31 de janeiro de 2010

a rapidez humana

Lembro-me das lágrimas no cinema. Elas escorriam e brilhavam sobre seu rosto com a luz vinda da tela. Não faz diferença aqui o filme, e, hoje, sequer sou capaz de afirmar com certeza se era esta a causa daquelas lágrimas. Faziam parte de um processo silencioso e particular que eu não poderia interromper. Retornei minha atenção à tela e apenas apertei e acariciei a mão dela. A mão que tanto me deleitava observar, com todos os seus detalhes imperceptíveis à impaciência.
Que mistérios - para mim - passam a cada minuto por sua cabeça e que princípios e crenças determinam os comandos que percorrem o seu corpo em uma fração de segundo formando as ações e palavras, aquele dia, destinadas a mim? Que desejos e vontades. Que sentimentos...
O mundo é tão rápido.

14 de janeiro de 2010

h maiúsculo

Eu o encontrei em um dos bares daquela rua, em um fim de tarde, por acaso. Ele estava sentado com a namorada, os dois tomavam cerveja e conversavam. Eu cheguei com duas amigas, nós sentamos, pedimos cerveja e conversamos.
Ele usava um all star verde capim, um jeans azul escuro, um lenço xadrez ao redor do pescoço e com as pontas para trás, como sempre, e a camiseta com o Che de ray ban - "eu nem me dei conta naquele dia. No quarto de um militar com aquela camiseta. Ele ficou me olhando sério e não me cumprimentou, e eu não entendi por quê até minha namorada me puxar pela porta de volta. Passei um mês sem pisar na casa. Mas, ah, o que que eu ia fazer? A camiseta era bem como eu sou, mesmo: uma mistura, uma mistura que não dá pra entender e é isso."
Eu usava meu all star bege, um jeans também azul escuro e uma blusa vermelha sem mangas - "vermelho é a cor da sedução, meninas. Quando quiserem seduzir alguém, usem vermelho."
Ele não me viu.
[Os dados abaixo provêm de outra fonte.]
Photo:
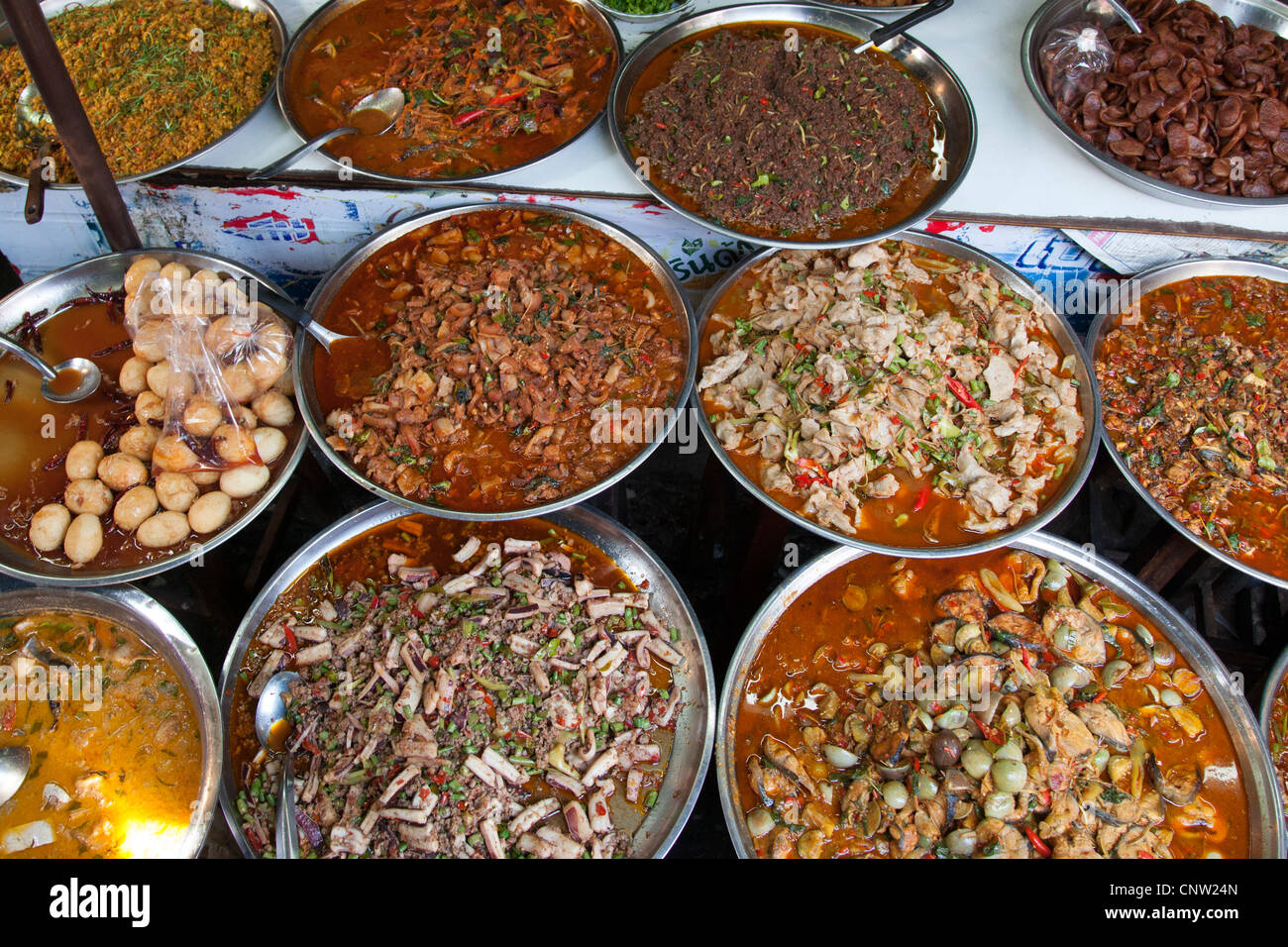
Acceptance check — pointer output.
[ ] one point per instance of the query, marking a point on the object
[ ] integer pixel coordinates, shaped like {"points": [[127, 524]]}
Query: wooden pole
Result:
{"points": [[76, 134]]}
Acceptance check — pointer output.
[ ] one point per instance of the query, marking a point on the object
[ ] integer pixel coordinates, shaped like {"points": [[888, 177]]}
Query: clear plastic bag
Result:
{"points": [[213, 354], [1073, 55]]}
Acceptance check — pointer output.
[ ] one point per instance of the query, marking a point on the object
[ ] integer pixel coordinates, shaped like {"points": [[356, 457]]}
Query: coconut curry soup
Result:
{"points": [[116, 755], [999, 705]]}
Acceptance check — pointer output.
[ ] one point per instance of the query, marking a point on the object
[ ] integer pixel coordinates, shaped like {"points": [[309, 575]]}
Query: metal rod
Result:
{"points": [[63, 105]]}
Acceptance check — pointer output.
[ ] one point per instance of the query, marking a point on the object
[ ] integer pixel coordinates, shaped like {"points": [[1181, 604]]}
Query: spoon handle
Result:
{"points": [[287, 832], [34, 209], [888, 33], [307, 149], [34, 361], [300, 316]]}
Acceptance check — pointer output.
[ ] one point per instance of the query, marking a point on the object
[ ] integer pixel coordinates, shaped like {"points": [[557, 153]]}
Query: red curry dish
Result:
{"points": [[488, 85], [798, 140], [1279, 738], [1194, 401], [892, 393], [514, 337], [993, 706]]}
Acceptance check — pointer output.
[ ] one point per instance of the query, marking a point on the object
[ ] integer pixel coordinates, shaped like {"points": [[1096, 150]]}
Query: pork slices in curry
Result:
{"points": [[892, 393], [513, 335], [1196, 399], [511, 707], [1000, 706]]}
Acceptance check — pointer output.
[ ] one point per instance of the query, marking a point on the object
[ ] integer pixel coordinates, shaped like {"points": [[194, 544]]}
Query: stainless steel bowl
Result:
{"points": [[52, 291], [305, 352], [695, 725], [143, 615], [1266, 825], [1089, 403], [1267, 14], [275, 26], [304, 40], [956, 112], [1107, 321]]}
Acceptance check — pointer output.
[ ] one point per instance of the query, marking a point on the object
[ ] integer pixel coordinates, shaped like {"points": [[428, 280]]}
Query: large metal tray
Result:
{"points": [[304, 42], [1107, 321], [305, 354], [1265, 819], [1269, 14], [275, 25], [1089, 403], [143, 615], [695, 725], [53, 291], [956, 112]]}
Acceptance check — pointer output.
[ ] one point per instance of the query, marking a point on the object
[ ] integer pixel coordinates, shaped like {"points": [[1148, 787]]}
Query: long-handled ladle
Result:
{"points": [[384, 106], [67, 381]]}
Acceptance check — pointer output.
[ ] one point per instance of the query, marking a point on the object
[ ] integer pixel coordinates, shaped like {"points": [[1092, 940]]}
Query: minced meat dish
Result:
{"points": [[509, 707], [785, 138], [1194, 401]]}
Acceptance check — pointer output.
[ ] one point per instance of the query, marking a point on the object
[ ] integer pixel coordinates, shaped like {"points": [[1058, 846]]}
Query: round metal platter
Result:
{"points": [[1265, 822], [53, 291], [146, 617], [1107, 321], [305, 352], [1089, 405], [958, 129], [275, 26], [1267, 14], [695, 724], [304, 40]]}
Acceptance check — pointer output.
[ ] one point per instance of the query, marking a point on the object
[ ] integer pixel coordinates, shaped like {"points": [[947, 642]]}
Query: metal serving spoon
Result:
{"points": [[384, 105], [274, 732], [897, 29], [30, 120], [88, 373], [14, 766], [1121, 9], [301, 317]]}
Eu fui ao banheiro e, quando saí, a namorada tinha ido embora. Parei na mesa dele e cumprimentei. Perguntei se, depois de quase dois anos, ele ainda se lembrava de mim. "Claro. Era a penúltima fileira à direita, não era?" Minhas amigas olharam, fizeram sinal e foram embora. Perguntei sobre a faculdade de História, que eu tinha vontade de fazer depois de terminar a minha. Ele me deu uma carona. Eu o convidei para entrar e tomar vinho. Ele aceitou. Nós dormimos juntos.
Apenas dormimos.
E mesmo assim me considerei uma vagabunda até a manhã seguinte, quando soube que a mulher, naquele dia, era a ex-mulher, a mãe da filhinha dele de oito anos. "Era minha ex-mulher." Assim. As primeiras palavras da manhã. Como se tivesse percebido que eu acordara há tempo e soubesse no que eu pensava desde então.
Talvez tivesse percebido. Talvez soubesse.
E então me beijou. Com os lábios ainda secos. Com o hálito puro das sete da manhã. Gosto de boca. Sem disfarces, flúor, halls ou chicletes de menta.
E então me beijou. Com os lábios ainda secos. Como só um homem quase vinte anos mais velho poderia fazer. Sem se importar com a pequena espinha que há poucos dias surgira no canto esquerdo do meu queixo. Sem frescuras.
A manhã de verão, sem dar conta dos nossos batimentos acelerados e do suor dos nossos corpos, passou também acelerada. A tarde e a noite pediam para chegar.
Eu o deixei em um dos bares daquela rua, em um fim de tarde, por acaso. A mulher, nesse dia, era a namorada, perdoada.

9 de janeiro de 2010

2010

A luz dos faróis do carro forte em meus olhos, cegando. E depois outro, e outro, e outro, e outro, sem nunca cessar. Feixes sucessivos de luz.

- A vida em películas - ele disse.

Então nós viramos de costas. Os carros continuaram a passar, mas a vida havia parado.